Climate finance talks face ‘toughest’ phase as COP29 nears endgame, World News says

BAKU – Countries attending the COP29 climate summit were warned on Wednesday (November 20) that the “hardest part” of talks on how much money should be provided to developing countries to help them cope with climate change was about to begin.

The main task of this year’s annual UN climate talks is to figure out what form this financing will take, who will pay it and how much. As an imaginary Friday deadline loomed, frustration over the lack of progress began to leak out of negotiating rooms.

“The hardest part begins now,” said Yalcin Rafiyev, chief negotiator of Azerbaijan, which hosted the summit, ahead of the new text to be published at midnight (04:00 SGT) in the capital Baku.

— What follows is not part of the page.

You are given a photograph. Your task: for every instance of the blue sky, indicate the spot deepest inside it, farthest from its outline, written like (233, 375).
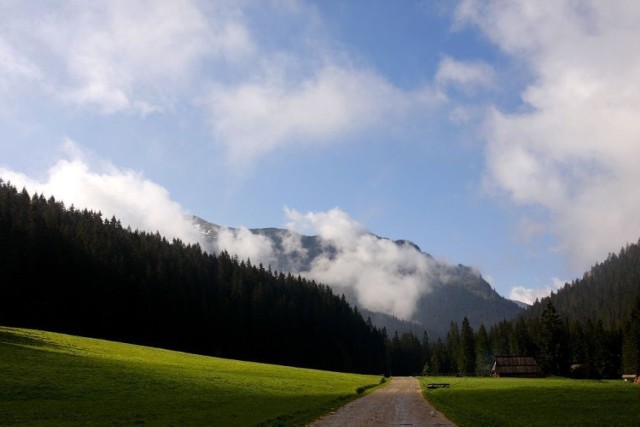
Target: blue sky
(503, 136)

Progress at the annual summit is determined through regular draft documents that are often reduced to a final agreement.

Rich and developing countries are sharply divided over the size of the new target. This will be delivered two years late, replacing a 2020 pledge by developed countries to provide $100 billion (S$134.2 billion) a year in climate finance.

Ugandan Adonia Ayebare, who chairs the G77 and China group of more than 130 developing countries, said her demand is for rich countries to provide $1.3 trillion a year in public climate finance.

“The disappointment is that the other party has not made a counter offer to us,” Ayebare told Reuters. he said.

“We’re hearing $300 billion. But if that’s true, that’s really not acceptable. It’s a shame,” he said.

Another developing country negotiator told Reuters that the European Union had transferred $200 billion or $300 billion in unofficial talks. However, on Wednesday, the EU claimed that it had no official position on this number.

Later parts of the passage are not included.